Transformer Book from Asus, Ideapad Yoga series from Lenovo, XPS 12 from Dell, Elitebook Revolve from HP, Toshiba Satellite U925t and Vaio Duo 11 from Sony are some of the convertibles with no detachable screens. 
The promise of efficient processing and higher performance has been due to the ability to keep the processor from overheating for longer periods of time, in spite of the electronic hardware residing under the keyboard.
Looking at the detachable-screen hybrids, there are a number of upcoming models. The Envy Touchsmart X2 from HP, Ideapad Lynx from Lenovo, Microsoft Surface RT, Ativ Series from Samsung is promised to be the next gen tablet cum hybrid laptops. 
With Intel’s Clover trail based processors preferred by PC makers to keep the processor cool, the electronics can be put behind the screen for the detachable models. 

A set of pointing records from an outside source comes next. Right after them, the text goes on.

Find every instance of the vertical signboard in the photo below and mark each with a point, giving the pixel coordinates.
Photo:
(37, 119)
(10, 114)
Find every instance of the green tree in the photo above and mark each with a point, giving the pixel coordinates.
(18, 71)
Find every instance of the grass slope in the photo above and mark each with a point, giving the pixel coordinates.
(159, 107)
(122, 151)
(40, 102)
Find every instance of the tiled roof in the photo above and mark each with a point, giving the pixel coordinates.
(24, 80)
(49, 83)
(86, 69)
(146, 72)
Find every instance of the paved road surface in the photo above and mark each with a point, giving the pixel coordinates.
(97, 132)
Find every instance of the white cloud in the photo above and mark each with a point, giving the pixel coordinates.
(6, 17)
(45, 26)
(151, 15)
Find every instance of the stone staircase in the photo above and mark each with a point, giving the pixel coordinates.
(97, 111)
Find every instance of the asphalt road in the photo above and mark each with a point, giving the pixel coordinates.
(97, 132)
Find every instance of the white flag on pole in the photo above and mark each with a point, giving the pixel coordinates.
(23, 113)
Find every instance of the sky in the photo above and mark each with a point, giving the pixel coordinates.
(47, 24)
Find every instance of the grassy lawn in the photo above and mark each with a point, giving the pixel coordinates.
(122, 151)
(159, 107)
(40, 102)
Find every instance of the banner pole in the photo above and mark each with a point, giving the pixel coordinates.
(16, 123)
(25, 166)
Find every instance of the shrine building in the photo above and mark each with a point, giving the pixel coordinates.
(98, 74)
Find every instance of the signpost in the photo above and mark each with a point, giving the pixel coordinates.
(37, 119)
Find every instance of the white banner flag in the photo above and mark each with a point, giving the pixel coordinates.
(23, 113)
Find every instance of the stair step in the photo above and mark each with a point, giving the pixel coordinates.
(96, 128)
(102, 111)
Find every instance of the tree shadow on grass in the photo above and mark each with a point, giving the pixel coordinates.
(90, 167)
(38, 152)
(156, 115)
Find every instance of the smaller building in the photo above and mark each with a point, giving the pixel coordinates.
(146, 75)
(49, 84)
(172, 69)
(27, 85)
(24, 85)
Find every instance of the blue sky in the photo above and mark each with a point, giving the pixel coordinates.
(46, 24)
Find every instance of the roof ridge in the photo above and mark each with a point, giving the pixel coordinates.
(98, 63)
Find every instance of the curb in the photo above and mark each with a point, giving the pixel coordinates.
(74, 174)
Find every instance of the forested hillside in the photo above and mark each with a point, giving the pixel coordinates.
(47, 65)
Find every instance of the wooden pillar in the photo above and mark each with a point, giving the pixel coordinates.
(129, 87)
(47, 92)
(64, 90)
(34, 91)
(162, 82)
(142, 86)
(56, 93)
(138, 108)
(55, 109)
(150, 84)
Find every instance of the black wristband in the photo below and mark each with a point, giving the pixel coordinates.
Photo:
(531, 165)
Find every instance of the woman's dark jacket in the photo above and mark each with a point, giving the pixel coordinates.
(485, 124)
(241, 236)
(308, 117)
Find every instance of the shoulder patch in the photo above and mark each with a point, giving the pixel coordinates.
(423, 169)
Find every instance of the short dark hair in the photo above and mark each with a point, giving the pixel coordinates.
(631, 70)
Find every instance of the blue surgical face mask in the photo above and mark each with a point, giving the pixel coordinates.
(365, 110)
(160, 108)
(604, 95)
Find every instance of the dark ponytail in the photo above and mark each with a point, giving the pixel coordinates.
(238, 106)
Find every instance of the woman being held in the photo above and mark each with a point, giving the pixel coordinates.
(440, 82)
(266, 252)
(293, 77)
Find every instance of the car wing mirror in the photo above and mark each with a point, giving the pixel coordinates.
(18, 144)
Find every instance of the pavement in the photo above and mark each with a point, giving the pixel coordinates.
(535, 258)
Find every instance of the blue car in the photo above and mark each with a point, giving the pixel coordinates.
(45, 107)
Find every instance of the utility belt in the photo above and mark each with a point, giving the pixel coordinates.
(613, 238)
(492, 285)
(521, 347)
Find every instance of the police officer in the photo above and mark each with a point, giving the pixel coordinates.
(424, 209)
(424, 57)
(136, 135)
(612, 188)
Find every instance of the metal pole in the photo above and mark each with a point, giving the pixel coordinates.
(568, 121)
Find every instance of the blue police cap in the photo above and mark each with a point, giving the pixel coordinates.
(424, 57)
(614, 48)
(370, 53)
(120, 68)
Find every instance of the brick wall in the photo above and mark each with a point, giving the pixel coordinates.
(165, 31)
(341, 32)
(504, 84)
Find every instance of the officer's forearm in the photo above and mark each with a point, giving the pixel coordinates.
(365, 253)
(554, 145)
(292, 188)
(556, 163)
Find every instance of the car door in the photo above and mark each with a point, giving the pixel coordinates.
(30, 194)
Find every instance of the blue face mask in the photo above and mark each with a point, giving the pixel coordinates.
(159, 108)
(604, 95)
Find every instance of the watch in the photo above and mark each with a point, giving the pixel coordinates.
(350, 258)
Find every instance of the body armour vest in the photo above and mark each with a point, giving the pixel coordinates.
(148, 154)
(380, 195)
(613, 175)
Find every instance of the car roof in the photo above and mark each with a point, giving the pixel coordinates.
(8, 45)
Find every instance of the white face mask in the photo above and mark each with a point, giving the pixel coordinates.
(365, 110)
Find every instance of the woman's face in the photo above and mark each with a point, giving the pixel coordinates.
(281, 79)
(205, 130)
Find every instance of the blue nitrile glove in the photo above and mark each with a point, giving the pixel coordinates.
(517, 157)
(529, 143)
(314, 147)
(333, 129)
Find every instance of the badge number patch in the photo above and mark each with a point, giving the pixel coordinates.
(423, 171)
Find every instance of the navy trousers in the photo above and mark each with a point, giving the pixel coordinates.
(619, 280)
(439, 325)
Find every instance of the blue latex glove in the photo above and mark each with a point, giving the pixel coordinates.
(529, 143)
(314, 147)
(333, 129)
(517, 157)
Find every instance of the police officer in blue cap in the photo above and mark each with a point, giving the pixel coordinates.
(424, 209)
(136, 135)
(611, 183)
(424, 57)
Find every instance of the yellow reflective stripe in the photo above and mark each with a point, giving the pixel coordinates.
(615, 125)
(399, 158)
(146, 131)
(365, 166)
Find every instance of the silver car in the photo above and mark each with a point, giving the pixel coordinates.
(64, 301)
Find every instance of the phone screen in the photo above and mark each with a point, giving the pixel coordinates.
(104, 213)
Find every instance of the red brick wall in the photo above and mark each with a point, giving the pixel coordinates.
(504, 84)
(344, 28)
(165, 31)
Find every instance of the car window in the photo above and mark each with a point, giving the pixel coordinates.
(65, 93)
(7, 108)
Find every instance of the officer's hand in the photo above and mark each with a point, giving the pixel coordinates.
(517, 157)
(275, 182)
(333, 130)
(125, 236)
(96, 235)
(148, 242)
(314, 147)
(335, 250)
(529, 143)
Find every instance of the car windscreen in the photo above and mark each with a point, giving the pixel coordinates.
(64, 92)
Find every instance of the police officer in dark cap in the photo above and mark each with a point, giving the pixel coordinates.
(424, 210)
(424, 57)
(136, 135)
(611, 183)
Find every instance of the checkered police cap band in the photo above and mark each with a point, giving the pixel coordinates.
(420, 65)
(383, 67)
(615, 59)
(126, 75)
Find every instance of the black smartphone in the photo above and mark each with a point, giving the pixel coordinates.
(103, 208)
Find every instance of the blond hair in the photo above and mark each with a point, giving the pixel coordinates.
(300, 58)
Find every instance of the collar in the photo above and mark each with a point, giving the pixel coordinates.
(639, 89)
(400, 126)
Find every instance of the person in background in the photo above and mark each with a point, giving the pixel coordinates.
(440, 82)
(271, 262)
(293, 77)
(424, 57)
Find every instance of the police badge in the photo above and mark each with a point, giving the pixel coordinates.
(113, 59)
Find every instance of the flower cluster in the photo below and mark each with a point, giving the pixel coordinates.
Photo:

This enables tablets to last for more than 10 hours, up to 3 weeks standby, improved processing capability over the previous generation of processors.
Newer Models
Also at the CES 2013, Intel unveiled a new smartphone platform called Lexington which will be offered initially by smartphone makers Safaricom, Lava and Acer. 
This is said to be as a low power platform. The other exciting offerings by Intel include developing of gesture-controlled gaming, starting with a version for the game Portal 2.

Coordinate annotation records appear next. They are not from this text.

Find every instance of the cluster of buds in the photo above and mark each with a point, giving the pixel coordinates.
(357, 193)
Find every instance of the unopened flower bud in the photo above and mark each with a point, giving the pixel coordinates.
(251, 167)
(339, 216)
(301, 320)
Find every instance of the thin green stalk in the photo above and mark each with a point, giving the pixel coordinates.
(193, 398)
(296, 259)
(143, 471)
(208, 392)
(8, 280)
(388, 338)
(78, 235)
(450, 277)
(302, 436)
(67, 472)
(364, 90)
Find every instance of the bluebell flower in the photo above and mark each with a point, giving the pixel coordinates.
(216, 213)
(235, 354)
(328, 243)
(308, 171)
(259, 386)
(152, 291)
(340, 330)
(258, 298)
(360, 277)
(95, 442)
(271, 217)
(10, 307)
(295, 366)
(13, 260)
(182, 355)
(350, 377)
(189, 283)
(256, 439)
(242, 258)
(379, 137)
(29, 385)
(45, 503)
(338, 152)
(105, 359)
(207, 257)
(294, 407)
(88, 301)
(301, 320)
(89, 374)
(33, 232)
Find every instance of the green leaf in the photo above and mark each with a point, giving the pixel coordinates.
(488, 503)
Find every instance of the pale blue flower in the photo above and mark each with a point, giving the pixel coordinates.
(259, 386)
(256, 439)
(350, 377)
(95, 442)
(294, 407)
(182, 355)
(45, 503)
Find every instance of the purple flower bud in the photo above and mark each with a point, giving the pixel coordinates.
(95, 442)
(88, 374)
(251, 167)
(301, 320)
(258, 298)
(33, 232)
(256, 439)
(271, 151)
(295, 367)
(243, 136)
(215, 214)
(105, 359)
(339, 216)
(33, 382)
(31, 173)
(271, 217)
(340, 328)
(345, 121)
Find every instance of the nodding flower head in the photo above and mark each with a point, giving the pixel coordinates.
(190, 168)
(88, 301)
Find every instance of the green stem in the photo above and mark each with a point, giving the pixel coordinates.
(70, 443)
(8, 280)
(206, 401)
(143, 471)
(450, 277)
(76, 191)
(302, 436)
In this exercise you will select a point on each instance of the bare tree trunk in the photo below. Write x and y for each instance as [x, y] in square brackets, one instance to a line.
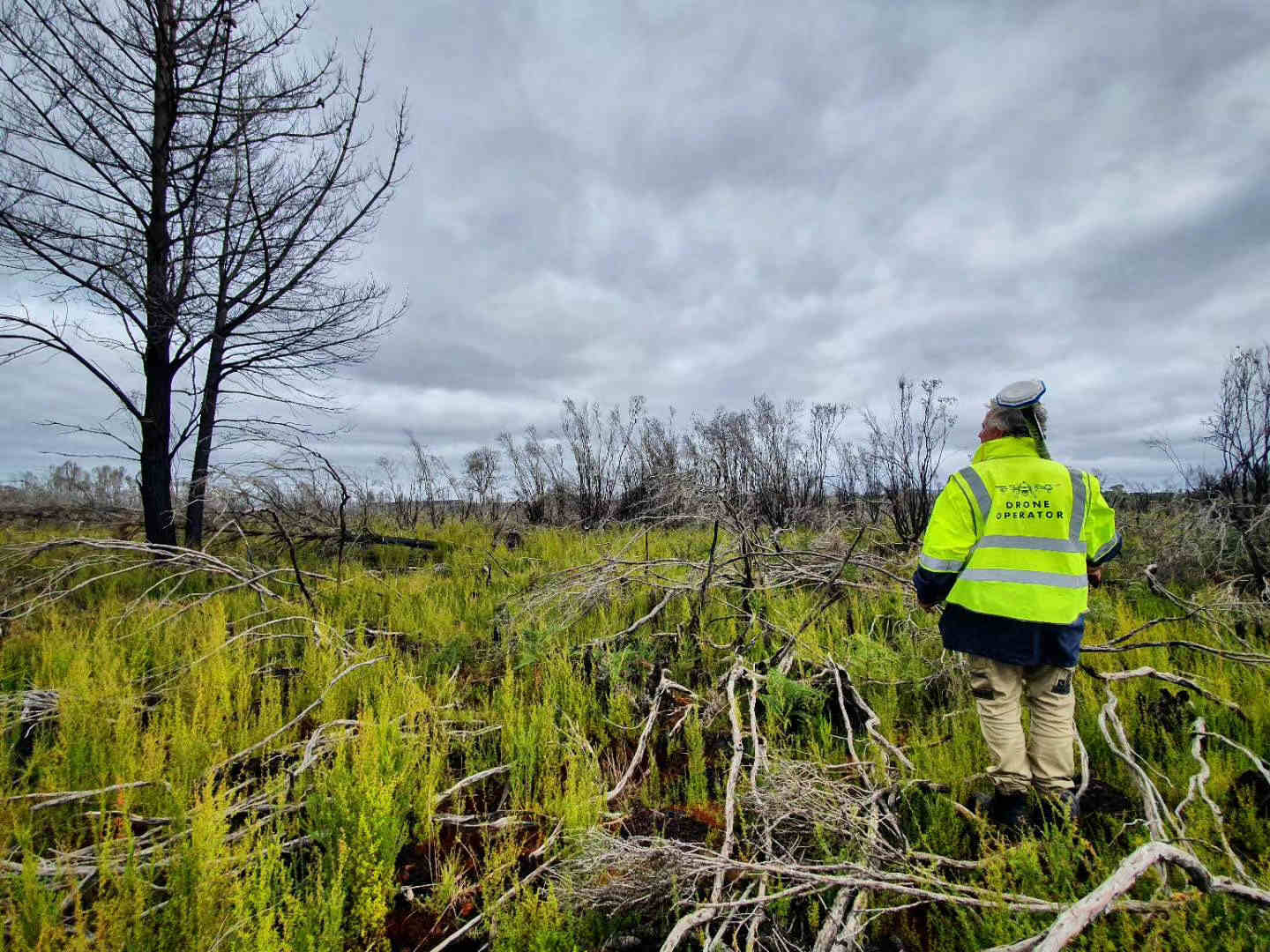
[161, 319]
[196, 505]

The Bay Trail processor, a new addition to the quad-core family was also unveiled with the promise of improving tablet performance, up to doubling the computing power of tablets powered by Intel processors.
Intel has also been pushing the concept of perpetual computing which is the next big cool concept according to Intel
The devices are supposed to get senses just like we humans have. 
This would set the ball for the era of mouse less computing rolling. 
The ultimate objective is to blur the line between notebook, tablet and PC. But the success of all Intel’s initiatives would depend primarily on the pricing and ease of usability of the devices.